Derrière les tableaux comptables, c’est une mécanique budgétaire quasi immobile qui apparaît.

À mi-exercice, l’État a mobilisé 120,62 milliards de gourdes, soit 37,29 % du budget prévu, avec une progression de 28,08 % par rapport à l’an dernier. 

La CSCCA relève cependant un élément clé : malgré cette embellie, le rythme ne permet pas d’atteindre la moitié des objectifs à mi-parcours, signe d’un système de recouvrement encore fragilisé.

Ce sont surtout les recettes nationales qui tiennent l’appareil budgétaire debout :

– 97,96 milliards de gourdes, soit 45,42 % des prévisions annuelles,

– avec des performances remarquables aux Douanes (+16,20 %) et dans le secteur pétrolier (+42,87 %). 

Autrement dit, la machine fiscale montre des efforts, mais reste loin d’une capacité optimale.

Les dépenses autorisées atteignent 101,82 milliards de gourdes ce qui génère un excédent théorique de 18,80 milliards. Une apparence de gestion saine, que la Cour déconstruit immédiatement. 

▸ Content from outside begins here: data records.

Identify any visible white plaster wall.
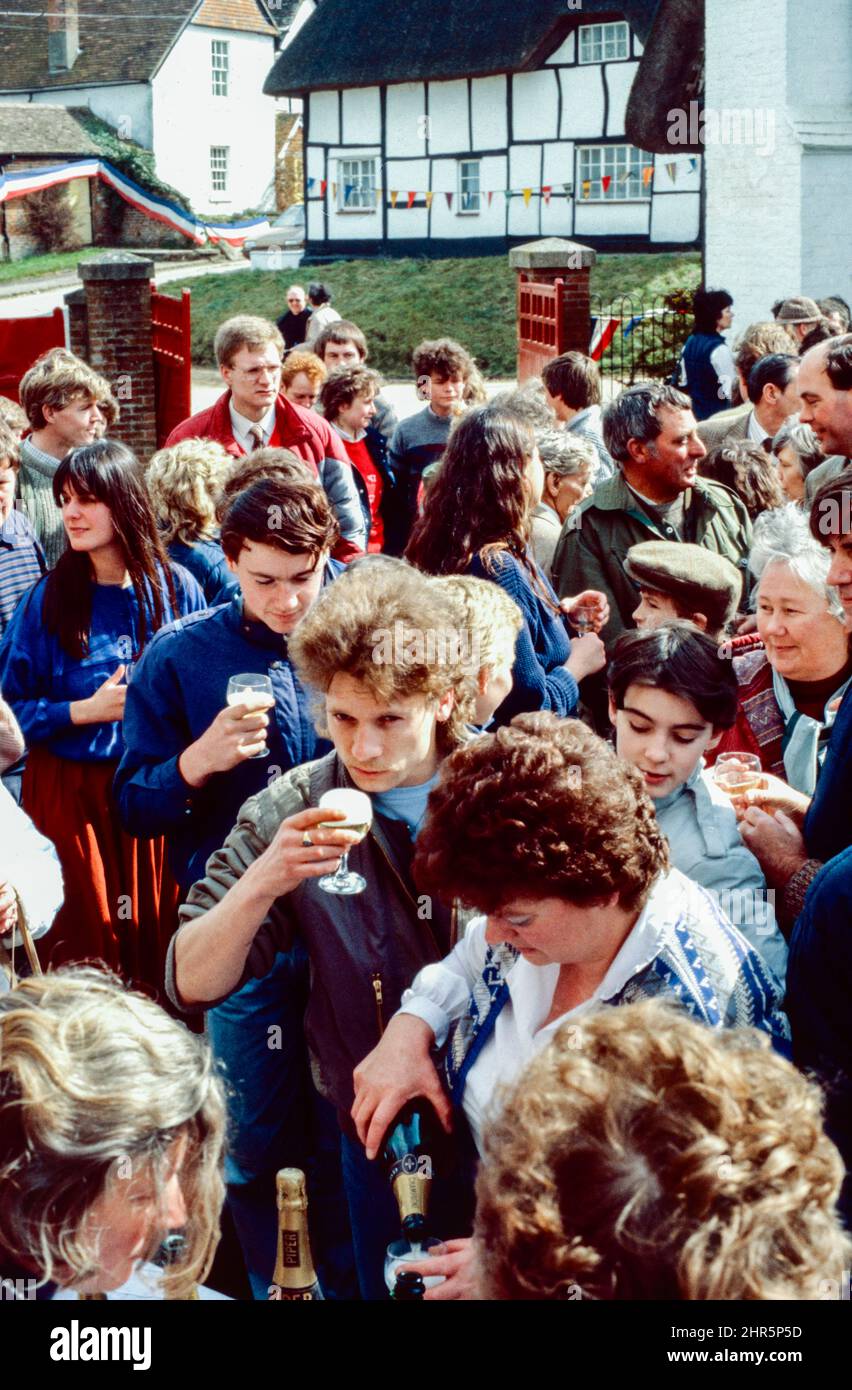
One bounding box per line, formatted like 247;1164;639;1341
548;29;577;63
340;88;382;145
0;82;153;150
385;82;427;158
307;92;341;145
470;75;509;150
606;63;639;135
151;25;275;214
511;68;559;140
574;202;648;240
559;63;603;140
705;0;795;324
429;82;470;154
432;154;506;238
650;193;701;242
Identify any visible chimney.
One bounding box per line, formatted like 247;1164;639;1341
47;0;79;72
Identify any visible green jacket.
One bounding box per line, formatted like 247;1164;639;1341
553;473;752;646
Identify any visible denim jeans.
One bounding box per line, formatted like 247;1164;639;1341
207;944;357;1300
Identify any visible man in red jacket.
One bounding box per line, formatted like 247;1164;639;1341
165;314;367;560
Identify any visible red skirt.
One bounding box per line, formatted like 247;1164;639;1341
22;746;178;995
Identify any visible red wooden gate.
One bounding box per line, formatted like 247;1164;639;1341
517;275;566;381
151;281;192;449
0;309;65;400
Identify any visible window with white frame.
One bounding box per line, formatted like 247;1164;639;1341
580;21;630;63
210;39;228;96
459;160;482;213
577;145;653;203
210;145;228;193
338;160;375;213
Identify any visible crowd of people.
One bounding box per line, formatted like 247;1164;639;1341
0;284;852;1300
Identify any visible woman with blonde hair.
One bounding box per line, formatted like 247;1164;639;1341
0;969;224;1298
145;439;238;607
475;999;852;1300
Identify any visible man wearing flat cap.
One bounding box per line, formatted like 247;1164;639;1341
624;541;742;641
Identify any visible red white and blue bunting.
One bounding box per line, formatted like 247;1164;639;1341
0;158;270;246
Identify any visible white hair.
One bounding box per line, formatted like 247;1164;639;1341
749;502;845;623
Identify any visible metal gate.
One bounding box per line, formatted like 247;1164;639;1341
151;281;192;449
0;309;65;400
517;275;566;382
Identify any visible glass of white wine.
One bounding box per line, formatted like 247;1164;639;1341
320;787;372;894
225;674;275;758
713;752;766;796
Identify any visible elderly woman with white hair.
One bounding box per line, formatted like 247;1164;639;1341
707;505;852;796
528;425;598;578
773;416;826;506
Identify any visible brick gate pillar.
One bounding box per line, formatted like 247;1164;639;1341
69;252;157;463
509;236;598;375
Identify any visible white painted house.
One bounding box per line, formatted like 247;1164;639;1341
0;0;283;214
265;0;702;256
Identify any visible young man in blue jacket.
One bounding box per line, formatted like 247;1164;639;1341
115;460;349;1298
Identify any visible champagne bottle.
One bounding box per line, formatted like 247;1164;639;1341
391;1269;425;1302
268;1168;322;1302
382;1098;438;1245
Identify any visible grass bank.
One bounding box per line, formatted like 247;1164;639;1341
163;252;701;377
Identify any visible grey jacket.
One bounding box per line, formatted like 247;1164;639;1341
165;752;457;1133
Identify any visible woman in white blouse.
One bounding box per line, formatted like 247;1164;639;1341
352;713;788;1298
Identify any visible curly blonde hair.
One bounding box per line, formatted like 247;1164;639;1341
145;439;234;545
289;555;478;751
475;999;852;1300
414;712;669;913
0;967;225;1298
432;574;524;671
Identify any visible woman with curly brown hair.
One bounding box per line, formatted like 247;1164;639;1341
475;999;852;1300
406;406;609;724
352;713;788;1297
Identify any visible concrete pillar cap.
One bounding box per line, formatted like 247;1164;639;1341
76;252;154;284
509;236;598;270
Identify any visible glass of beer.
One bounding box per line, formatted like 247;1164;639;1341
225;674;275;758
318;787;372;894
713;752;763;796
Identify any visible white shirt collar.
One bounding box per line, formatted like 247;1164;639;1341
228;398;275;453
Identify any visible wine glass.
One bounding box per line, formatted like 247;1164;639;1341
713;752;763;798
385;1236;449;1293
225;674;275;758
318;787;372;894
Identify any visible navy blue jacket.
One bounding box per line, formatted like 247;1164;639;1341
785;845;852;1222
114;575;342;888
805;687;852;863
168;541;239;607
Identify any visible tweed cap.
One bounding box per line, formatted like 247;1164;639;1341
624;541;742;631
776;295;823;324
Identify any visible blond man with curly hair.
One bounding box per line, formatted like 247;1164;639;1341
145;439;238;607
352;713;789;1298
0;967;225;1298
475;999;852;1301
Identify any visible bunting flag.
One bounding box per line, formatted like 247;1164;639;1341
589;318;621;361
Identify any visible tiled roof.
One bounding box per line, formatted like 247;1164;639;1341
192;0;278;35
0;103;99;157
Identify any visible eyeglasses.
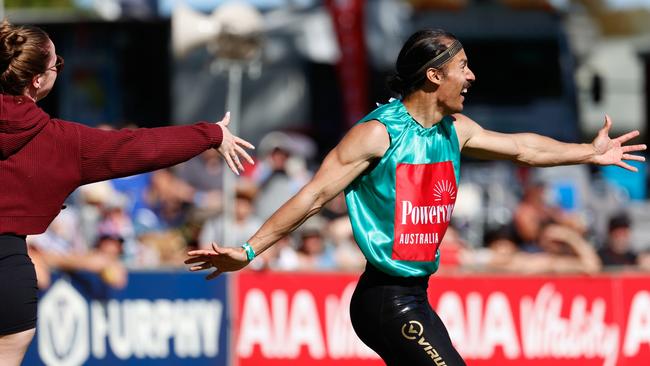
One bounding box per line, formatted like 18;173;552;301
48;55;65;74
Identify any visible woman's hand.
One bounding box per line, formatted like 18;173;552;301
217;112;255;175
185;243;249;280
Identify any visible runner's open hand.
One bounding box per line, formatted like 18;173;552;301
592;115;646;172
185;243;249;280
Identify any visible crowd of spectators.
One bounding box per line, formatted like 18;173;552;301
28;127;650;288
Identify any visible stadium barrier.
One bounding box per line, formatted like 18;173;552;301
25;271;650;366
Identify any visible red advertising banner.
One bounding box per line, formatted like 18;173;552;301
232;272;650;366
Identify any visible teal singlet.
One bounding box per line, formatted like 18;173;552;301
345;100;460;277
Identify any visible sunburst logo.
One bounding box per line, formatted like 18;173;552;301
433;180;456;201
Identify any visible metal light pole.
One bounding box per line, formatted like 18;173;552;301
208;3;263;246
172;0;264;246
222;61;244;247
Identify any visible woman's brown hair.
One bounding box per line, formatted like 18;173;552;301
0;20;50;95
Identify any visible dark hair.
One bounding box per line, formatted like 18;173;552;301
388;29;457;97
0;20;50;95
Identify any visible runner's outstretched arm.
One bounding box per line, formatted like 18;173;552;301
185;121;389;279
454;114;646;171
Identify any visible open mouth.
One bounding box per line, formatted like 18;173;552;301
460;83;471;96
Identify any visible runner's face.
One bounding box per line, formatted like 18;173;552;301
438;50;475;114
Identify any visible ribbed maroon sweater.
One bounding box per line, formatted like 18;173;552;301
0;94;223;235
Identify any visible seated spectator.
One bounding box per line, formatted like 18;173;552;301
296;215;337;271
513;180;585;250
27;211;127;289
253;131;310;219
198;184;262;249
598;212;638;266
464;224;602;274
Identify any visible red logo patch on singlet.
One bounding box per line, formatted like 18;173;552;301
392;161;458;261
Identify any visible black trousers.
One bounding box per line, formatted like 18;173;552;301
350;263;465;366
0;234;38;335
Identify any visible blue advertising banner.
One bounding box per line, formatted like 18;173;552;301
23;271;230;366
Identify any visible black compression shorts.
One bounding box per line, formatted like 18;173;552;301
350;263;465;366
0;234;38;335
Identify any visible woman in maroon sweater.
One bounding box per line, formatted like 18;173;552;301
0;22;253;365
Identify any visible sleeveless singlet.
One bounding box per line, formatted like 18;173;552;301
345;100;460;277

Cet excédent n’est pas lié à une discipline financière accrue, mais à la lenteur abyssale dans l’exécution des investissements publics :

– 42,99 % d’exécution des dépenses de fonctionnement,

– à peine 17,36 % d’exécution pour les dépenses de projets et programmes.

Dans un pays rongé par l’effondrement économique et institutionnel, le cœur battant du développement — l’investissement — ne pompe plus. 

Le rapport révèle une réalité souvent évoquée mais rarement chiffrée :

les financements extérieurs inscrits au budget ne sont pas arrivés.

Faute de transferts effectifs de partenaires internationaux, le gouvernement a dû fonctionner presque exclusivement avec ses recettes internes, déjà insuffisantes pour soutenir ses plans.

Résultat : projets paralysés, programmes sociaux ralentis, infrastructures abandonnées.

La CSCCA soulève également un élément de gouvernance préoccupant :

le rapport transmis par le Ministère de l’Économie et des Finances ne respecte pas la loi de 2016 sur les finances publiques.

Il ne comprend pas les éléments obligatoires requis pour un compte général public :

bilan, flux de trésorerie, engagements hors bilan, etc. 

Ce manquement touche à la transparence, la reddition de comptes et la rigueur de l’État.

La Cour constate que la Banque centrale n’a pas financé le Trésor, une pratique souvent associée à l’inflation un point jugé positif.

Mais elle note aussi l’absence totale d’information sur les arriérés publics, c’est-à-dire les dettes envers les entreprises haïtiennes un silence lourd de conséquences sur la crédibilité de l’État et sur la survie de ses fournisseurs. 

Dans ses recommandations, l’institution suggère :

– de respecter strictement le cadre légal dans la présentation des comptes ;

– de renforcer les douanes et les impôts pour accroître le recouvrement ;

– d’accélérer les négociations avec les bailleurs ;

– de rediriger les ressources vers les investissements publics, notamment ceux à forte portée sociale. 

En toile de fond, ce rapport raconte une histoire plus profonde :

un État qui améliore sa collecte, mais ne parvient pas à poser les fondations de sa relance.

Dans un contexte où :

– l’économie se contracte,

– l’inflation dépasse les 25 %,

– plus de 900 000 personnes sont déplacées,

le fait que les investissements ne suivent pas constitue une menace systémique pour la croissance, la cohésion sociale et la reconstruction nationale. 

La CSCCA envoie un avertissement clair :

les chiffres ne servent à rien s’ils ne se traduisent pas en actions.